# How do the Amish do it?



## Scootles (Feb 27, 2013)

I swung by a local furniture store today to get some ideas. The store was all Amish made furniture. It was all better quality than I have seen on most furniture. How do they do it? I thought things like power tools and table saws are prohibited?

If they do it in such a primitive fashion, why can't we?


----------



## whitebeast88 (May 27, 2012)

i heard some sects they are allowed use of power.in lawrenceburg,tn live minonites and they are not suppose to have power tools,but i've been there and seen miter saws and table saws!!!


----------



## matthewcressey (Dec 18, 2012)

Don't they have regular tools that run of steam or something??? I thought, although I'm probably wrong.


----------



## graywolf (Jan 10, 2011)

I don't know what part of the country yall live in but around here we folks who dress the part and sale their goods but they are far from Amish. A mater of fact I played pool with and had a drink with a fellow who dressed the part and looked the part but he was not nor has he ever been Amish. I'd say that's going the extra mile for the marketing. they sale some nice stuff though.


----------



## Randy_ATX (Sep 18, 2011)

I don't know what part of the country yall live in but around here we folks who dress the part and sale their goods but they are far from Amish

Huh?


----------



## gfadvm (Jan 13, 2011)

Where I live the Amish use power tools but only with a generator! Weird huh?


----------



## crank49 (Apr 7, 2010)

Those are Mennonites we have living near Lawrenceburg, Tennessee. They are very similar to Amish, but different. Maybe like the difference between Methodist and Baptist. The Mennonites don't believe in using power tools, or power anything for that mater, for the purpose of making a job easier. But they can an do use power to do work that they can't do any other way, or to do quantities of work that are required that can't be done by human or animal power alone.

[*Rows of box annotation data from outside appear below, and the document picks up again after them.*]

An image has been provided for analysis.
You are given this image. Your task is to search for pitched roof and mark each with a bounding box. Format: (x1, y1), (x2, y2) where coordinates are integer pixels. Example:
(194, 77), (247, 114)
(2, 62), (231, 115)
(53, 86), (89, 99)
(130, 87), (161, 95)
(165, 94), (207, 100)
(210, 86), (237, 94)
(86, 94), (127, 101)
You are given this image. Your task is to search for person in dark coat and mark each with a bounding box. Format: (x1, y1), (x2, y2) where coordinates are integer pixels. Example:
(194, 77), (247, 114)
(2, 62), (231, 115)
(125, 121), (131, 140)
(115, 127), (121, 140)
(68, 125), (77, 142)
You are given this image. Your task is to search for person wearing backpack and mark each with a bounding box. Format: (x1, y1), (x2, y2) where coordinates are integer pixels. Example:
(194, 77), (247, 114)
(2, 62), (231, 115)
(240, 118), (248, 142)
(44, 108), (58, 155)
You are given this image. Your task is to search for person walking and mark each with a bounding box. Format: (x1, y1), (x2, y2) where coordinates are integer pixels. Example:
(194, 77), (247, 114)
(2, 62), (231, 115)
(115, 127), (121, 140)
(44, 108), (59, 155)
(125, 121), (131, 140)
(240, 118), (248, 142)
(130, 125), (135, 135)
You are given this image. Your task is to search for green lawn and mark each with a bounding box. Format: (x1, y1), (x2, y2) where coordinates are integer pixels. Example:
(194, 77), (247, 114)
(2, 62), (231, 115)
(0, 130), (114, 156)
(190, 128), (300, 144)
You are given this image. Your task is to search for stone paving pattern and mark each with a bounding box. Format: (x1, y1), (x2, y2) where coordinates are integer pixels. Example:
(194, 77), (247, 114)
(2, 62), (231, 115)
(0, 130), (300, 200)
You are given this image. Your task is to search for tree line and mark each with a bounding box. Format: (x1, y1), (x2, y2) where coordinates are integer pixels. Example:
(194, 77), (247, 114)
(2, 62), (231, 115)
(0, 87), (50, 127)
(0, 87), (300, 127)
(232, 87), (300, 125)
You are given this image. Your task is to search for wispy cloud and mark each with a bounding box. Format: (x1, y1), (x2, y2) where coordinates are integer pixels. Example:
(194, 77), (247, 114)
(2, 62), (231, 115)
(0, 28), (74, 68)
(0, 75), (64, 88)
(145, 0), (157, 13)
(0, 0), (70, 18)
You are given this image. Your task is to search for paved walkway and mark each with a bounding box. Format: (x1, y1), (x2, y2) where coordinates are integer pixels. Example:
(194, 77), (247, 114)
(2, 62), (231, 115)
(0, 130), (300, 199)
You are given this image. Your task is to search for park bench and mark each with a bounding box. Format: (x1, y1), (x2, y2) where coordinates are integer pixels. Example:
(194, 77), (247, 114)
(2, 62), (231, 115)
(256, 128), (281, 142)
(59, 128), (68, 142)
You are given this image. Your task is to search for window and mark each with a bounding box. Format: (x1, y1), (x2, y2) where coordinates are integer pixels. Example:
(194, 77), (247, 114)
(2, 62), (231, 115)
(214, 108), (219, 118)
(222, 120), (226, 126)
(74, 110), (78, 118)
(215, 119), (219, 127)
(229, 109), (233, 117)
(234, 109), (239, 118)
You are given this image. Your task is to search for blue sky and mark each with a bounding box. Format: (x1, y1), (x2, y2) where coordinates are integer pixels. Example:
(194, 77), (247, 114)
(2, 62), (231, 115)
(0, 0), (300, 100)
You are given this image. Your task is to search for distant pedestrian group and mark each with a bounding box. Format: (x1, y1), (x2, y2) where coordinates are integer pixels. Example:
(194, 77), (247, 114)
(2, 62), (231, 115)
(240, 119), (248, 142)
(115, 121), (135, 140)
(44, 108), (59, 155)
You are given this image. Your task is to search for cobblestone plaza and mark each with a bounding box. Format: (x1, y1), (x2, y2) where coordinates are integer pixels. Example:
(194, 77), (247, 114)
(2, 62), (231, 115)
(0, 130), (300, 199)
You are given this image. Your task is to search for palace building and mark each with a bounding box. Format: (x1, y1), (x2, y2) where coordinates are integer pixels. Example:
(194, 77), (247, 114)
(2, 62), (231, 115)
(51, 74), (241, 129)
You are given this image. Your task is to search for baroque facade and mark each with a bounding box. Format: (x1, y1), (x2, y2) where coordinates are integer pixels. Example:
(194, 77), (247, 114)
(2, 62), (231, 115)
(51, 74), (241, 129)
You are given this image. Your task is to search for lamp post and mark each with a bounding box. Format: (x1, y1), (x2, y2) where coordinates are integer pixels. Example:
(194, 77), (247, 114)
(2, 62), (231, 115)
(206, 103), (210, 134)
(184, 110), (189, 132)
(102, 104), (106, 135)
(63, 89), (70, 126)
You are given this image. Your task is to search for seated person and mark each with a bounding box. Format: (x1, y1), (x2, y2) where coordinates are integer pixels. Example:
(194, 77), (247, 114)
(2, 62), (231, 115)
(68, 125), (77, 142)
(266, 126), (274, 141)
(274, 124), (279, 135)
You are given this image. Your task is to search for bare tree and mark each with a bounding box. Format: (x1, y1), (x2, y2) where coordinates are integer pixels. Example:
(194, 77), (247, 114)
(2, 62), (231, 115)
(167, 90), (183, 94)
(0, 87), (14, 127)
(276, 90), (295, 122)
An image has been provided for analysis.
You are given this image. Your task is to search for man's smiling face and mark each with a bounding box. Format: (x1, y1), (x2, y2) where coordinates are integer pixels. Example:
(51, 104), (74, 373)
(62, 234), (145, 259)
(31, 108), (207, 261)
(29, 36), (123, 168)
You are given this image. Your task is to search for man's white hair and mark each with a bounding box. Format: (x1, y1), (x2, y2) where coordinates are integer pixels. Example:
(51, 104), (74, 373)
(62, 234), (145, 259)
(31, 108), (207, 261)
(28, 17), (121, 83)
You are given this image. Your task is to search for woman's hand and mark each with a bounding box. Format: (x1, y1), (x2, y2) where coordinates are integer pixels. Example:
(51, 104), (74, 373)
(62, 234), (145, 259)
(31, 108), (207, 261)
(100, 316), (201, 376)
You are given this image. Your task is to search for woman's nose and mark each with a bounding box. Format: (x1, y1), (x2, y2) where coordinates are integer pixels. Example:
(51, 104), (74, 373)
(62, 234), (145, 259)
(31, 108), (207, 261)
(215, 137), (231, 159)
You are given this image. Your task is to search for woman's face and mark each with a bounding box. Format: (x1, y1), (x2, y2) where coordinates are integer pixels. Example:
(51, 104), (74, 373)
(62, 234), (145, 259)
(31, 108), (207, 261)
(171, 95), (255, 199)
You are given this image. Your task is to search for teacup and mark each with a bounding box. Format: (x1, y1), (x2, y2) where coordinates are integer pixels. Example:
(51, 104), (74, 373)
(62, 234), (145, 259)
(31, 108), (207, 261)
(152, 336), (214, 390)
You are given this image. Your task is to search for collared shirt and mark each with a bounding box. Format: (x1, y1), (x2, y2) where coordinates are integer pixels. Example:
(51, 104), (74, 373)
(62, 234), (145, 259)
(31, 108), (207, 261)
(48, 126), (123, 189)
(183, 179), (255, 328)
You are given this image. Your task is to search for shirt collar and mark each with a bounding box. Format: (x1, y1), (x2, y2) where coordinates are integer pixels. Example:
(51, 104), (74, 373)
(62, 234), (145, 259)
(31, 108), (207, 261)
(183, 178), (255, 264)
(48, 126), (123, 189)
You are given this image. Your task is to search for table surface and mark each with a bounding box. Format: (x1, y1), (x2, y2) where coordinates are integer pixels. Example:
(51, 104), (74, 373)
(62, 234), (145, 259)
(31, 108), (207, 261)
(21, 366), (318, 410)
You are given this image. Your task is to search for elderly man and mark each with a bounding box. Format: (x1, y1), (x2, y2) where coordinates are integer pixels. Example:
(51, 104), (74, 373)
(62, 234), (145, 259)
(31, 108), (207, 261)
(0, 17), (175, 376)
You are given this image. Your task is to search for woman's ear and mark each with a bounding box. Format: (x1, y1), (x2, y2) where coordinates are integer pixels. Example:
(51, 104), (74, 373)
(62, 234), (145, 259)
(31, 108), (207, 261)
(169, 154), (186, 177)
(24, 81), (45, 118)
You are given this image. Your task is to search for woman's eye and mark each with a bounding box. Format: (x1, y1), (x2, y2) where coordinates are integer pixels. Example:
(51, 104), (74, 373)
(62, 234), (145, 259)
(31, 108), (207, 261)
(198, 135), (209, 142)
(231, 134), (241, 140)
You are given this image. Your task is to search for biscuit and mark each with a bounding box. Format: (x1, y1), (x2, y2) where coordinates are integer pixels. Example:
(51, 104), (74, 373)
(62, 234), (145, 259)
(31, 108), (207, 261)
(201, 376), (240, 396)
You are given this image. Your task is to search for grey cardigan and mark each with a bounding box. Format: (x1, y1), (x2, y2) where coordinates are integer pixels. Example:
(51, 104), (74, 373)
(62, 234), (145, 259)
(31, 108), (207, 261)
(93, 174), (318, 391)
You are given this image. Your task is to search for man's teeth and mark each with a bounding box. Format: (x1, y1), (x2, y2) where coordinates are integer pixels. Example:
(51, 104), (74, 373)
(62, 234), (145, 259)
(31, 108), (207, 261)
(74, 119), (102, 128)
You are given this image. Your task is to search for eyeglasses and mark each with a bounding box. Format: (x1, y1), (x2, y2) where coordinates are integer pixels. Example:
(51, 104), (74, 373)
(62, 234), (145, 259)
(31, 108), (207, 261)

When I was a young know-it-all in high school I drove over to Etheridge, the actual town where they are mostly located, and stopped where they were crushing cane sorghum and making molasses. I walked up to one of the gentlemen and told him I was doing a project for school and would appreciate it if he would allow me to interview him. He said okay, so I asked about a dozen questions. They have different crafts that certain ones do and have a very ordered social society. The fellow I was interviewing was the hat maker for instance. His father had been the hat maker before him.

I knew a family that was somewhat on the fence between the strict horse and buggy clan and regular folks. They had a saw mill and made furniture. I bought my oak dining table and eight cane bottom, ladder back chairs from them. The table was made partially by machines. The edge was formed on a shaper, the boards for the top were ripped on a power saw, but jointed by hand plane. The claw feet were hand carved by another family who do just that. They drove a truck to deliver it, but the truck was painted flat black and all the chrome was painted over.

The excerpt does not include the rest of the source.